So he comes in from work, eats, does me the favor of a 15 minute cuddle and then spends the next 3 or 4 hours online. 

I am lonely really really lonely. He doesn't "get" why I am so upset because he says it is only online. We don't talk hardly anymore, we don't go anywhere together, we don't spend quality time together.

Then he tells me tonight that he is going to work on Second Life stuff (textures, meshs, things to sell) and spend time with this other female for the next 3 years. He told me that he would quit but that it would mean working everyday at a deadend job. That he is really hoping this pans outs. That I could ride the wave with him (being lonely, miserable, anxiety ridden, hurt and angry) and see if it works out. 

I asked him what if it doesn't work? where will our marriage be in three years? I ask him if our marriage or Second Life was more important to him. Like normal he clammed up. Refused to answer the question. 

I don't think I can spend the next three years in the state I am in right now. I think it is better to be lonely and alone rather than with someone and be lonely. 

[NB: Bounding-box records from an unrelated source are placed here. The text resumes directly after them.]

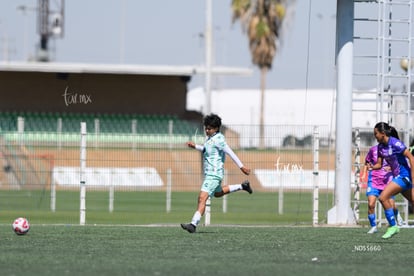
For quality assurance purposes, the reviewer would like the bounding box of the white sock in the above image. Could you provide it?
[229,184,242,193]
[191,211,201,226]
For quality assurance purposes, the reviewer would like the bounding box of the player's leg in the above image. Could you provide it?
[390,196,404,226]
[367,195,378,234]
[214,180,253,197]
[378,182,402,239]
[181,176,221,233]
[181,191,209,233]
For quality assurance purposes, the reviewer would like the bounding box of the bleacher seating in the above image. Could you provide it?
[0,111,200,135]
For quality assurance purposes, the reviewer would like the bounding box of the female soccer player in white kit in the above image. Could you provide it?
[181,114,253,233]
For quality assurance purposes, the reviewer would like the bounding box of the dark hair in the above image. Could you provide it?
[375,122,400,140]
[204,113,221,129]
[390,126,400,140]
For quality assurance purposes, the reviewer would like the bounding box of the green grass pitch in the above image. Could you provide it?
[0,224,414,276]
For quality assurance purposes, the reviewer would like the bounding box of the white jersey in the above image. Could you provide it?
[196,132,243,178]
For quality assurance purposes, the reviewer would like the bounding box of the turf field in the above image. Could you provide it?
[0,224,414,276]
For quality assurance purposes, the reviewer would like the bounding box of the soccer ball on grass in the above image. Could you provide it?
[12,218,30,235]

I can't figure out whether to stay or whether to go.


----------



## EleGirl (Dec 3, 2011)

I've been through this. Leave him. He's having online affairs and justifying it by saying that he can make money at it.

He's doing this openly and you have been enabling him and allowing it. It's it to get your life back.'

Seriously, see an attorney and file for divorce. He's already gone.


----------